Garshin'in en ünlü hikayesi. Tam olarak otobiyografik olmamasına rağmen, yine de manik-depresif psikozdan muzdarip ve 1880'de hastalığın akut bir formunu çeken bir yazarın kişisel deneyimini özümsedi.
İl psikiyatri hastanesine yeni bir hasta getirildi. O bir şamandıra ve doktor saldırının şiddetini gideremiyor. Sürekli odanın köşesinden köşesine yürür, neredeyse uyumaz ve doktorun reçete ettiği gelişmiş beslenmeye rağmen kontrolsüz bir şekilde kilo kaybeder. Bir tımarhanede olduğunu fark eder. Eğitimli bir adam, aklını ve ruhunun özelliklerini büyük ölçüde korur. Dünyadaki kötülüğün bolluğunu önemsiyor. Ve şimdi, hastanede, bir şekilde yeryüzündeki kötülüğün yok edilmesini amaçlayan devasa bir girişimin merkezinde duruyor ve burada toplanan tüm zamanların diğer seçkin insanlarına bu konuda yardım etmesi çağrısında bulunuyor.
Bu arada, yaz geliyor, hastalar bütün günlerini bahçede geçiriyor, sebze yatakları yetiştiriyor ve çiçek bahçesine bakıyorlar.
Sundurmanın yakınında, hasta alışılmadık derecede parlak kırmızı renkli üç haşhaş çalı bulur.

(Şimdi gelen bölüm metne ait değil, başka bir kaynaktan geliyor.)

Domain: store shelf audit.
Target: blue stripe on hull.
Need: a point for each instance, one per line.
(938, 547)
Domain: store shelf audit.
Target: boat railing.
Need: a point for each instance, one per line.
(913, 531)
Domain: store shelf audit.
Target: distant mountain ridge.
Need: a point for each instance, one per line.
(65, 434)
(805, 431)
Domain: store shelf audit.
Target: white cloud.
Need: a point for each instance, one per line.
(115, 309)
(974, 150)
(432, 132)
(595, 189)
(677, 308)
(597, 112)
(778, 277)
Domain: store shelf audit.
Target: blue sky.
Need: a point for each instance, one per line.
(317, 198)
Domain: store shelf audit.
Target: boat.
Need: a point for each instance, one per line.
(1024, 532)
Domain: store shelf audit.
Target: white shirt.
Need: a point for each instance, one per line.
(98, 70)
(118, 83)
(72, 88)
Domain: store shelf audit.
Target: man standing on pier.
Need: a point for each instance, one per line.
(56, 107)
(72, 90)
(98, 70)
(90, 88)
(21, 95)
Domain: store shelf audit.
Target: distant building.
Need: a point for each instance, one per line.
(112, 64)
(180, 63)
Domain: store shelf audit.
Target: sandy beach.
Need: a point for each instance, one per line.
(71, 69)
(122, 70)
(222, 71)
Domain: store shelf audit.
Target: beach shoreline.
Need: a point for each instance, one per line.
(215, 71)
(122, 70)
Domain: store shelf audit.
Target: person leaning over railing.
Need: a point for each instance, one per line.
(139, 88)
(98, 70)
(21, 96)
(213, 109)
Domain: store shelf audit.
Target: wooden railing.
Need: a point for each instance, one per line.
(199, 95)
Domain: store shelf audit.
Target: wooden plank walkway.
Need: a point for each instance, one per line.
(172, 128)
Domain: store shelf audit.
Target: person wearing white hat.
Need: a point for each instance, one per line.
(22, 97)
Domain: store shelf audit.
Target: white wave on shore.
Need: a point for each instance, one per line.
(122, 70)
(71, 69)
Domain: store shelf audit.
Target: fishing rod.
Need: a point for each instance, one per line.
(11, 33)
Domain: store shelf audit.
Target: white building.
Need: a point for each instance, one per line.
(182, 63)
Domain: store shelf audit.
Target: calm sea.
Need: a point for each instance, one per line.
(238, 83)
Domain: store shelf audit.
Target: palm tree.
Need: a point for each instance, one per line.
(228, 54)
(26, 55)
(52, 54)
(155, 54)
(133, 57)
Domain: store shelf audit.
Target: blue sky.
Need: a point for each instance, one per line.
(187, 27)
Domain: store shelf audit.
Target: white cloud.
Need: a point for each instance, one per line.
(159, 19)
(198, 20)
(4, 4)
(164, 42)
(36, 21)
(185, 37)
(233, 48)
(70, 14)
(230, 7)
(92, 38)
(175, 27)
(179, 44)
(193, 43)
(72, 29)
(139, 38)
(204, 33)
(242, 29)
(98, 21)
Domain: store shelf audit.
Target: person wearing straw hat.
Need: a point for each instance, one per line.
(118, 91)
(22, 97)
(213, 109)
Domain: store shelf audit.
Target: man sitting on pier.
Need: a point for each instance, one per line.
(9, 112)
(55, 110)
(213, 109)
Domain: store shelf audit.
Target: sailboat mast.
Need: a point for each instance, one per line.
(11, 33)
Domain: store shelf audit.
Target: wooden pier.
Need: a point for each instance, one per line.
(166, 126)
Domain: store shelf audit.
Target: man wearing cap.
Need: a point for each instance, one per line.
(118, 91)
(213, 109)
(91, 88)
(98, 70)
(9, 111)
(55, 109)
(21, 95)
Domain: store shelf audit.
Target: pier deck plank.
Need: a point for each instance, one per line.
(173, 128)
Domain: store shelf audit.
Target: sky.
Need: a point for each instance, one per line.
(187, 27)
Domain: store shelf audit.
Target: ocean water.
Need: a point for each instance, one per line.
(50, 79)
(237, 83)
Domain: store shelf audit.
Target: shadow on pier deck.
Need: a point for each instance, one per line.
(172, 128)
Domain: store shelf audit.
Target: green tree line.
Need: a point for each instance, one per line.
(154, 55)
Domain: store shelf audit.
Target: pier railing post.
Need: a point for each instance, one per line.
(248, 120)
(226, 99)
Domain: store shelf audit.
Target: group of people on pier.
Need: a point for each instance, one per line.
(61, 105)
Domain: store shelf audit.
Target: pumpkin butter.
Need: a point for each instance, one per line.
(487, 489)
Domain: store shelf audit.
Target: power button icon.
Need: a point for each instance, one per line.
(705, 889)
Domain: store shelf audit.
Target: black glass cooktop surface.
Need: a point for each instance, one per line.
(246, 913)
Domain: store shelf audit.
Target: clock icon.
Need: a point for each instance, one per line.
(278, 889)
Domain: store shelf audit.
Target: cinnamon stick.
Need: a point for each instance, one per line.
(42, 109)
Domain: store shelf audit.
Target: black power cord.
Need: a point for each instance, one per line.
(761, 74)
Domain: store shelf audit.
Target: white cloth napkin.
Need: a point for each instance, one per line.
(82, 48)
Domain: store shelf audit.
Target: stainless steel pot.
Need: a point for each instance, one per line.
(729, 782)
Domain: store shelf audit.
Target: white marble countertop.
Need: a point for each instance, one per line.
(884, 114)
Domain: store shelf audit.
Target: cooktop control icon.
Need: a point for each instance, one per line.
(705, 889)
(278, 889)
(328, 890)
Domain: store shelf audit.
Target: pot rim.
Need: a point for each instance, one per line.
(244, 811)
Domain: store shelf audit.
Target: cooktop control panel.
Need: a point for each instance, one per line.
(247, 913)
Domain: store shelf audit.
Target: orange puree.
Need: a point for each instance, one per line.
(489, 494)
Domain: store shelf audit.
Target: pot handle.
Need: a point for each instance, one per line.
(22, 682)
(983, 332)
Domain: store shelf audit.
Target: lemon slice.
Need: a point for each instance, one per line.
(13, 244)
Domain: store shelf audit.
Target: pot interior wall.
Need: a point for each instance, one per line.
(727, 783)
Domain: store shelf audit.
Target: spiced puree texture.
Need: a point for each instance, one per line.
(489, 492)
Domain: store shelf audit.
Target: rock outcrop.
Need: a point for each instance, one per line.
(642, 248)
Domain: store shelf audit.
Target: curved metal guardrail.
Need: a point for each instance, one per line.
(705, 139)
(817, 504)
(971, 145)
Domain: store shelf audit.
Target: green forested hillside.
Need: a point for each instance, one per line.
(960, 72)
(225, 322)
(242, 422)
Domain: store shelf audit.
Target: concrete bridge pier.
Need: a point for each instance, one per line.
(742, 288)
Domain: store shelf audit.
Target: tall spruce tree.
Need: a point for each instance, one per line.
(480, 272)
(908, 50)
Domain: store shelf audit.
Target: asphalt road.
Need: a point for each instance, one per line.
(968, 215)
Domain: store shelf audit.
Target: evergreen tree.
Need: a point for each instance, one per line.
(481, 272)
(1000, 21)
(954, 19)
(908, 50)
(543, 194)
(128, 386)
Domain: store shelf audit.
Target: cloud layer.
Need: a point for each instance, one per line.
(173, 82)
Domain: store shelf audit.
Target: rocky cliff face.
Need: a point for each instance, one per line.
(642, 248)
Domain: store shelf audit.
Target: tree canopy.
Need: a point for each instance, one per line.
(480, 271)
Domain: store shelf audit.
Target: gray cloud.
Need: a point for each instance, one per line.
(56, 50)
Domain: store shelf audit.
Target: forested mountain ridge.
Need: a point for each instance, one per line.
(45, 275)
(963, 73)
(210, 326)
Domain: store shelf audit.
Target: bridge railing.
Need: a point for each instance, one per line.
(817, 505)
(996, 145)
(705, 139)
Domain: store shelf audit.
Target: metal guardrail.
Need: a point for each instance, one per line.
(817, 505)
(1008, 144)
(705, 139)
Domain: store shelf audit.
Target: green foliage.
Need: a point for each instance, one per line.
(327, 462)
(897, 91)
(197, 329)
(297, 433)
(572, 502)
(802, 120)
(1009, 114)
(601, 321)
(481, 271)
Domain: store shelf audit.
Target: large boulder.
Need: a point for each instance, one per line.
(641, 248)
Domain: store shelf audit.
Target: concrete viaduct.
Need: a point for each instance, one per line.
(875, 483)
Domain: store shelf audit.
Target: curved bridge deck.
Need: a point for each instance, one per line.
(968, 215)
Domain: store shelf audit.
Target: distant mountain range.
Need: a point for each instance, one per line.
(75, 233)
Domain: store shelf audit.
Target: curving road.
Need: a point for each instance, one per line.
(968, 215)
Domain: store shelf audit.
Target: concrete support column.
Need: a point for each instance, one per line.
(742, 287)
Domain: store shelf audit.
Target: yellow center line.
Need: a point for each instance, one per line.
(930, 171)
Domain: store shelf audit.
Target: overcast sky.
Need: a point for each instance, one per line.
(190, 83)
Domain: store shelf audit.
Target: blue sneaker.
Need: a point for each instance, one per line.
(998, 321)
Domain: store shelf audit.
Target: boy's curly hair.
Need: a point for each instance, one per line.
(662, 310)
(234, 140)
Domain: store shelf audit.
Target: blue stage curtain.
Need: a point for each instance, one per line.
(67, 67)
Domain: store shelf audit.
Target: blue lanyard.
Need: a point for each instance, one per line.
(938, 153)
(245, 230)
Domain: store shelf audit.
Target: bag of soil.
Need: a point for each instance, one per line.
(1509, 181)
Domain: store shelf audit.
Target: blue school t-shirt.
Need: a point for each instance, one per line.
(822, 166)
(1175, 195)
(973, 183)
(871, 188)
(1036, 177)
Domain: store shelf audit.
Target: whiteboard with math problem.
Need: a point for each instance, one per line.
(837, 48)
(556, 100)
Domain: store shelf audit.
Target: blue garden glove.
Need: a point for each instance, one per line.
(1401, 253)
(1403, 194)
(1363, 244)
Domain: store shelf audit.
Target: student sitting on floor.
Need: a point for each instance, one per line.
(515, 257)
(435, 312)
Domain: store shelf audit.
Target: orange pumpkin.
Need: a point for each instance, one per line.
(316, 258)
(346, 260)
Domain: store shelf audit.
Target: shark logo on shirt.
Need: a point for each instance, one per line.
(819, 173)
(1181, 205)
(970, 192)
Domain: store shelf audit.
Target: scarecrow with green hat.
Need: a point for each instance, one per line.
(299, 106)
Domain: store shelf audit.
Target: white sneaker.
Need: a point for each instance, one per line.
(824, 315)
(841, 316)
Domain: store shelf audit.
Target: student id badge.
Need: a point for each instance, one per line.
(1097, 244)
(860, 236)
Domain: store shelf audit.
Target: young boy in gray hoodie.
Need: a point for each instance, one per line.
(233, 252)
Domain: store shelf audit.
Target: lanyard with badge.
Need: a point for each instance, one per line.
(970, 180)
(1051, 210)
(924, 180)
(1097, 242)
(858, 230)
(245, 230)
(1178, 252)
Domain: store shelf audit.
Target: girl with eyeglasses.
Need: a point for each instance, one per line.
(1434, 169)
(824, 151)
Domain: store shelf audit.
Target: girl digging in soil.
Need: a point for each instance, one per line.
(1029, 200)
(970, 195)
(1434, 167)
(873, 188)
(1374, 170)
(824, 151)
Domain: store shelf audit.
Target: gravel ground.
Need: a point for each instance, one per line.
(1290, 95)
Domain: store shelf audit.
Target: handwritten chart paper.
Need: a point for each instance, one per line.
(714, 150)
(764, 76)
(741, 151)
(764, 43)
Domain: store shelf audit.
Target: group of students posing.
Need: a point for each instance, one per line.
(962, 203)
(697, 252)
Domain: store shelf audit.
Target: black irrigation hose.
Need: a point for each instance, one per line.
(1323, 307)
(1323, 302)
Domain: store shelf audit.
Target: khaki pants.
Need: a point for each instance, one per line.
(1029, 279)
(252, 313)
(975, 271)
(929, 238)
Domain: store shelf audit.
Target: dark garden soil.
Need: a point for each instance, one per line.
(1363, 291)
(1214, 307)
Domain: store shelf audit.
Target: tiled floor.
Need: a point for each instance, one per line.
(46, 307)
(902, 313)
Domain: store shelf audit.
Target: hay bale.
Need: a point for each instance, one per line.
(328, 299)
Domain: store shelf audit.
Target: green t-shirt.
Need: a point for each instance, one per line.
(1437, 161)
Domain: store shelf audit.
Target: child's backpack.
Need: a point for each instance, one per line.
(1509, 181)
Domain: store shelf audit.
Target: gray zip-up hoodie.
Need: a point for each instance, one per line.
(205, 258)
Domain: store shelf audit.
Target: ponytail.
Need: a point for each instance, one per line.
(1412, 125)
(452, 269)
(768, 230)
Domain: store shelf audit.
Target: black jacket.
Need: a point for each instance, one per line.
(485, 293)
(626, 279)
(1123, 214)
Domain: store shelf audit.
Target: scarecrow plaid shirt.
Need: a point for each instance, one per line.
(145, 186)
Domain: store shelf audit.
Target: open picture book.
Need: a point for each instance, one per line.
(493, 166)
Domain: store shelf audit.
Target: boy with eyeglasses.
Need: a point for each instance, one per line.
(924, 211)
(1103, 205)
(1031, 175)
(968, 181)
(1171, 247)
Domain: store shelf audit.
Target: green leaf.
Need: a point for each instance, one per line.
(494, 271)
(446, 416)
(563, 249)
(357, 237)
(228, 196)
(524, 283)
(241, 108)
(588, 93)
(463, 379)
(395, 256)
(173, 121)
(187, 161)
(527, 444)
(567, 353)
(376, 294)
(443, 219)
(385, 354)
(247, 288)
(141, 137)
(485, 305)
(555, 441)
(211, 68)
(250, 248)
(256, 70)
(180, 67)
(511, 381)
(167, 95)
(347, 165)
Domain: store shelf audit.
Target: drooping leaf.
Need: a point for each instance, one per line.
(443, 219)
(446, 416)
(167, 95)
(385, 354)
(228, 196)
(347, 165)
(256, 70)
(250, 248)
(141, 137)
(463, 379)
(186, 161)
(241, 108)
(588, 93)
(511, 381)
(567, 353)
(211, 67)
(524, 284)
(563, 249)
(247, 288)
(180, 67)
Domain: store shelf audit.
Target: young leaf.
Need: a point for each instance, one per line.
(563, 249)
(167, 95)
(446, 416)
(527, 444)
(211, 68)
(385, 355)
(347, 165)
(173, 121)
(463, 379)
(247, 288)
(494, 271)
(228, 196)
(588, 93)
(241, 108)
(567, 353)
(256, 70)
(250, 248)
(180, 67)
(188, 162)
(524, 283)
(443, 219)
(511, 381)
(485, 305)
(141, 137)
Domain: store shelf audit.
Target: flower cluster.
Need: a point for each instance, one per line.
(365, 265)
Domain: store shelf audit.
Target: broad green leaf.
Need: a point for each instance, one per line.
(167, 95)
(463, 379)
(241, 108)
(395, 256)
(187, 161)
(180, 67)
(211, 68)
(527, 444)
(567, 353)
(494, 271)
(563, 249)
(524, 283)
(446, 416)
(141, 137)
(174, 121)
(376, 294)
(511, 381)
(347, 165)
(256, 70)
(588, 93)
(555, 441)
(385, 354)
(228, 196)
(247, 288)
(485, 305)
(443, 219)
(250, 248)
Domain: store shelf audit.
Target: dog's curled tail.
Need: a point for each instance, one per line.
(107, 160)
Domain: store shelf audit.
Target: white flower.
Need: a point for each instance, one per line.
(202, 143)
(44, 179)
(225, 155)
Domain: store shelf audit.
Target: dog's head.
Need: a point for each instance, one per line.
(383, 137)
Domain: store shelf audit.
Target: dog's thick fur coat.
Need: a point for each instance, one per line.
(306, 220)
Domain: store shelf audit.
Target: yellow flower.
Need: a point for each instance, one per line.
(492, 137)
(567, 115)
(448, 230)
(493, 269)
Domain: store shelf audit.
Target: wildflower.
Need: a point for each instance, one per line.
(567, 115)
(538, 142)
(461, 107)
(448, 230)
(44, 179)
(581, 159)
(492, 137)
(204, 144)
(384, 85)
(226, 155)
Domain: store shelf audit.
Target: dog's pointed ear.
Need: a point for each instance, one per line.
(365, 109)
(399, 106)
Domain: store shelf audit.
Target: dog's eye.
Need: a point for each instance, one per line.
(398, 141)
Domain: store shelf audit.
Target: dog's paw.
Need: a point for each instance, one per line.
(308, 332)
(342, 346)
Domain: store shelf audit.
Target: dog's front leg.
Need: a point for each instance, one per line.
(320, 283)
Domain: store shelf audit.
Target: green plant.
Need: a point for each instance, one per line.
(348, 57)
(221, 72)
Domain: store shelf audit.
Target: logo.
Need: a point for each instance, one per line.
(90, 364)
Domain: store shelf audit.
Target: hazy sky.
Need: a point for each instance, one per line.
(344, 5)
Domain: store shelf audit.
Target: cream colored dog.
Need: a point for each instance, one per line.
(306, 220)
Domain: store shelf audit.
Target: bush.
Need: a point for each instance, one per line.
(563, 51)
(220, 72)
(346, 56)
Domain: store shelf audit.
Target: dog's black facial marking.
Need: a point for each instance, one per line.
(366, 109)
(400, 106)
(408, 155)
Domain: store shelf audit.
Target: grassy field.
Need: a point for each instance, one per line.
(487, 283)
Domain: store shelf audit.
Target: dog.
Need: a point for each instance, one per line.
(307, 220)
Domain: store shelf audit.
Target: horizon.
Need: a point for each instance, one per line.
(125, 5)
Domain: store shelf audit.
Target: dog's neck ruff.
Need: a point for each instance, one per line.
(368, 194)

Kahraman aniden tüm bu dünya kötülüğünün bu çiçeklerde bedenlendiğini, insanlığın masum dökülen kanını emdikleri için çok kırmızı olduklarını ve yeryüzündeki misyonunun çiçeği ve onunla birlikte dünyanın tüm kötülüğünü yok etmek olduğunu hayal ediyor ...
Bir çiçek alır, hızla göğsüne gizler ve bütün akşam başkalarının ona yaklaşmaması için yalvarır.
Çiçek, ona benziyor, zehirli ve bu zehirin göğsüne ilk önce kimseye çarpmasından daha iyi geçmesi daha iyi olurdu ... Kendisi ölmeye hazır, “dürüst bir savaşçı olarak ve insanlığın ilk savaşçısı olarak, çünkü şimdiye kadar kimse Dünyanın tüm kötülükleriyle aynı anda savaşmaya cesaret edemedim. ”
Sabah, sağlık görevlisi onu biraz canlı bulur, bu yüzden kahraman kırmızı çiçeğin toksik salgılarına karşı savaşarak yıpranmıştı ...
Üç gün sonra, bekçinin protestolarına rağmen ikinci çiçeği alır ve göğsüne tekrar gizler, aynı zamanda kötülüğün uzun, yılan benzeri derelerle çırpındığını hisseder.
Bu mücadele hastayı daha da zayıflatır. Şiddeti aralıksız yürüme ile ağırlaşan hastanın kritik durumunu gören doktor, bir deli gömleği giymesini ve yatağa bağlamasını söyler.
Hasta direniyor - çünkü son çiçeği seçmesi ve kötülüğü yok etmesi gerekiyor. Gözcülerine, gitmesine izin vermezlerse hepsini hangi tehlikeyi tehdit ettiğini açıklamaya çalışıyor - sonuçta, tüm dünyada yalnız hain çiçeği yenebilir - kendileri tek bir dokunuştan ölecekler. Bekçiler ona sempati duyuyorlar, ancak hastanın uyarılarına dikkat etmiyorlar.
Sonra bekçilerinin uyanıklığını kandırmaya karar verir. Sakin gibi davranarak, geceyi bekler ve sonra el becerisi ve hızlı zekâ mucizeleri gösterir. Kendini bir deli gömleğinden kurtarır ve umutsuz bir çaba ile pencere ızgarasının demir çubuğunu büker, taş çit boyunca tırmanır. Düzensiz tırnakları ve kanlı elleri ile sonunda son çiçeğe ulaşır.
Sabah onu ölü bulurlar. Yüz sakin, parlak ve gururlu bir mutlulukla doludur. Güçlendirilmiş elinde kötülüğe karşı savaşan ve onunla birlikte mezara taşıyan kırmızı bir çiçek var.